The Patriots practiced four times this week to get ready for Monday's game against the Chiefs, and they held a walkthrough Sunday. They'll stay in the team hotel Sunday night, conduct a meeting (and potential walkthrough) Monday morning and then retreat for a few hours before returning to Gillette Stadium for the prime-time affair under the lights.
Some players go home, while others stay at the hotel, and they admit it can be tricky to handle those final hours before fully immersing themselves into game mode at the stadium.
"I think you still get a little bit anxious, especially for prime-time games like this, wanting to go out there and play well and do some good things," wide receiver Wes Welker said. "It was probably easier when I was younger because the days do get long. You're just kind of waiting there and getting ready for it."
There are a million ways to pass the time, whether it's by watching television, playing video games or taking a nap. But the most common response from the Patriots was to keep going through the playbook.

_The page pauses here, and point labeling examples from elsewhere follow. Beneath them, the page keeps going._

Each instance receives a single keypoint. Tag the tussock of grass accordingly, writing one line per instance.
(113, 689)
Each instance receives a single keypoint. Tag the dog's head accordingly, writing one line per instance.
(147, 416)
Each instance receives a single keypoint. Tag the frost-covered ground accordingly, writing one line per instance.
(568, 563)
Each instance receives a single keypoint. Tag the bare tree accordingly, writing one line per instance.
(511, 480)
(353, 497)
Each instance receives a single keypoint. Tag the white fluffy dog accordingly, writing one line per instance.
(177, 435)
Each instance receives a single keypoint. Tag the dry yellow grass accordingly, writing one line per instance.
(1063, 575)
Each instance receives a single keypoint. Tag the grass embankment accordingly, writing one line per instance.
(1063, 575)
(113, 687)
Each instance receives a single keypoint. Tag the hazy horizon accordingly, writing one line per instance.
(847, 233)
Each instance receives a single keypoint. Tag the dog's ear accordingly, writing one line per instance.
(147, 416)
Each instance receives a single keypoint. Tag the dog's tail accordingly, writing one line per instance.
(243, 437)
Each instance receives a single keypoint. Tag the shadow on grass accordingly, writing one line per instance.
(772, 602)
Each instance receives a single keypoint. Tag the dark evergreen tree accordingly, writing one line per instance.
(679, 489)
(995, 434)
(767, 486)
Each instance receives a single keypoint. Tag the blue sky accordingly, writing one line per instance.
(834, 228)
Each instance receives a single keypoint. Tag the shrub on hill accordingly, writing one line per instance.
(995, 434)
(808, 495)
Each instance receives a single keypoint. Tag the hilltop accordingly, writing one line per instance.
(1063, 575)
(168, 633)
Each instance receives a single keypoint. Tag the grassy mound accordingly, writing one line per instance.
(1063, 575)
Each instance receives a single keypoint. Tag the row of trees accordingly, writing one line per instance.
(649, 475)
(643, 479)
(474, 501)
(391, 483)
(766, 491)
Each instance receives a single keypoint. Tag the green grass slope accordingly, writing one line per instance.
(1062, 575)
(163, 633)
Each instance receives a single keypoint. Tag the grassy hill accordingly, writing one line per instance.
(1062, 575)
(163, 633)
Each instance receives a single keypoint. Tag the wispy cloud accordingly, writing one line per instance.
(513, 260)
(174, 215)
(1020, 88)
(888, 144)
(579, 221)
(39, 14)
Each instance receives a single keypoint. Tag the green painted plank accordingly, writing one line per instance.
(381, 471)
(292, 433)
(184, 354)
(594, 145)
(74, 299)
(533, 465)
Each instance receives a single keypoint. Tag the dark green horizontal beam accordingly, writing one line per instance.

"I stay in my hotel room because I know I'm staying at this hotel for a reason," defensive lineman Ron Brace said. "It's to get ready for the people we're about to play. If I'm sitting at that hotel just lackadaisical, then I'm just wasting my time. So I try to read up on whatever notes we have, go over anything from the meeting, or if we had a walkthrough, just think about what we did or what I could do better, or watch a little bit of film. There's always something you can pick up on somebody, maybe a key or something at the end, right before the game. Maybe you can pick up something that might be a game changer."
The important thing is staying even-keeled throughout the day. The players don't want to get too anxious or expend any unnecessary energy, even if it's only mental, before the game.
At this point in the season, the Patriots have gotten used to the later starts — they've only had one kickoff at 1 p.m. so far — and this is their second game on Monday Night Football. And as defensive lineman Gerard Warren put it, he's been playing in prime time for years.
"I grew up playing big-time college football — night games come at the University of Florida," Warren said. "That's what we did during the day to keep ourselves occupied — continue to study the opponent."
Plus, there's nothing the players can do to change the time of kickoff, and they know the reason why they're on national television is because the world wants to watch them. They might as well prepare appropriately.
"We've got to make sure we're ready regardless of whatever time we're playing, whether it be 7 in the morning or 8 at night," running back Danny Woodhead said. "We've got to make sure we're prepared and use that time for preparation."